Avec Alex, ce fut terrible. Avant l’agression, il adorait me caresser furtivement les bras, la figure. Je le laissais faire, car il avait des gestes doux et, surtout, je ressentais son immense appel de tendresse, auquel j’étais incapable de répondre. Il a complètement cessé après l’attaque, me repoussant quand je tentais d’approcher ma main. Enfermé dans une armure qui me déchirait, jamais je ne parvins pas à le consoler. Il ne se remit pas de cet épisode, qu’il refusait d’aborder. Il a dérivé dans des relations de souffrances, d’humiliations, de mutilations. Je suis certain que son suicide, des années plus tard, est la conséquence de son viol, quand ils l’ont tué.

Durant cette période, Jo m’a beaucoup soutenu. Non seulement il m’a prêté mainforte, mais il m’a expliqué les causes de cette agression. Il est le premier à m’avoir parlé de la sexualité, de celle entre garçons et filles et de celles entre garçons qui ravageaient ces pubertaires mal construits.

Une loi existait, interdisant de toucher les petits. Ces six imbéciles l’avaient transgressée.

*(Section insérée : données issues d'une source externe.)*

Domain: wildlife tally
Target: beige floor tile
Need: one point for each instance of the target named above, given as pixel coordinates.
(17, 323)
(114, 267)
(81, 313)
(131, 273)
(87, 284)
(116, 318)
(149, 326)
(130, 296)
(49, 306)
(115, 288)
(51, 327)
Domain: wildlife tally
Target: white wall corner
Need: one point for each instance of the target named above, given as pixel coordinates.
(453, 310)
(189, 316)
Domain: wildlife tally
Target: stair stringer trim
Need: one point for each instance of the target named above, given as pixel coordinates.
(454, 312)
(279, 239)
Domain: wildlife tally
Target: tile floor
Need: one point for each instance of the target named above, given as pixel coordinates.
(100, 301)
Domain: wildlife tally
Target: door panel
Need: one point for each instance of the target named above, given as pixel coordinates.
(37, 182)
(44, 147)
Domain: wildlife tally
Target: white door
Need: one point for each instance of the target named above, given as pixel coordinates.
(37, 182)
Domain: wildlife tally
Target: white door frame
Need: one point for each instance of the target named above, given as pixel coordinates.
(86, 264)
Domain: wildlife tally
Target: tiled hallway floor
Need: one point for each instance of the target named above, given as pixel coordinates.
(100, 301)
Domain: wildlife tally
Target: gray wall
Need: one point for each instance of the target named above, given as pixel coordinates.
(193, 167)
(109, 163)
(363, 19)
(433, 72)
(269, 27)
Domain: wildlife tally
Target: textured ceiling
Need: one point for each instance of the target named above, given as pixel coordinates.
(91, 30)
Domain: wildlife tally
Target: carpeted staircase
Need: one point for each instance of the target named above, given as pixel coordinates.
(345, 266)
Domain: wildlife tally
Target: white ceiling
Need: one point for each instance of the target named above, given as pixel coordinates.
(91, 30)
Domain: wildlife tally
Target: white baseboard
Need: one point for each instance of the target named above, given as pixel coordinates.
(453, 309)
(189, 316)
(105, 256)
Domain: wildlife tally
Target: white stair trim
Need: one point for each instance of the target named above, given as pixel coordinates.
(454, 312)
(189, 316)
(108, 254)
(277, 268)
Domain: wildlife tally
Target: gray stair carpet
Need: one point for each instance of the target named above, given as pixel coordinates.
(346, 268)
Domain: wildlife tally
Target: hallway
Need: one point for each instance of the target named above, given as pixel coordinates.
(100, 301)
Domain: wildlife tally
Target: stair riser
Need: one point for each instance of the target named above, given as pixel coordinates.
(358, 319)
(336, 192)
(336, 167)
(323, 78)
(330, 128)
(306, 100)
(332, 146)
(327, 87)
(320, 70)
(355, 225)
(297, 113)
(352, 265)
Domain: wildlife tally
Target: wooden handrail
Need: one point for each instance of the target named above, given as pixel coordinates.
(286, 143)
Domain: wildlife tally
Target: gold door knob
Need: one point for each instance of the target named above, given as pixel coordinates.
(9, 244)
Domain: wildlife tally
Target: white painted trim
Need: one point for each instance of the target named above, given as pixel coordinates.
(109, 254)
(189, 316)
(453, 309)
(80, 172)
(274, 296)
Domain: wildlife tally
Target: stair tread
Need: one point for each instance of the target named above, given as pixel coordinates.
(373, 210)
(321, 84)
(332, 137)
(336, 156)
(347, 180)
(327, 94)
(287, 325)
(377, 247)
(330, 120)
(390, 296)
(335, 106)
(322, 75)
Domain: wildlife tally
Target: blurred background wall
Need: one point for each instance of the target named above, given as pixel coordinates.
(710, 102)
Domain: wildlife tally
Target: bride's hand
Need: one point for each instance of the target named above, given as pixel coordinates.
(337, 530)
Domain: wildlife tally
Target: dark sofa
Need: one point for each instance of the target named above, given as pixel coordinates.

Voilà pourquoi un silence approbateur avait accompagné la répression.

Tout ceci était très loin de mes préoccupations. L’attitude d’Alex me désespérait, mais je n’avais qu’une envie : oublier cette violence. Cependant, Jo revenait toujours sur ce sujet, dès que nous n’étions que tous les deux. Il me détaillait comment faire l’amour, selon ses termes. Il avait, apparemment, une connaissance approfondie de ces comportements. Ces détails et ces répétitions parvinrent à exciter ma curiosité, car il mélangeait souvent les actes entre filles et garçons et uniquement entre garçons.

Il avançait doucement. J’ai fini par ressentir son désir, car il me disait plein de choses gentilles sur moi, sur mon physique, me trouvant beau. Je n’avais jamais pensé à mon corps. Ses regards envieux et admiratifs me poussèrent à me regarder dans un miroir. Je ne voyais plus un détritus, même si je restais jaloux de sa peau blanche couverte de rousseur, de ces poils blonds partout. J’ignorais tout, à part les câlins de Tidiane, les caresses d’Alex, la douleur de l’agression. Je confondais tout. Il était mon grand frère. Je l’ai laissé faire, lui faisant confiance, voulant lui offrir du plaisir. Je suis devenu l’amant de Jo, sans vraiment le décider. Il y mettait beaucoup de gentillesse, d’attention, de compliments, car il espérait gommer la violence que j’avais subie en me montrant les jouissances possibles. Pourtant, ce n’était pas mon truc. Sa déception me faisait mal, mais nous avons rapidement arrêté. Il m’a toujours considéré comme son premier amour, en me portant une dévotion trop forte pour moi.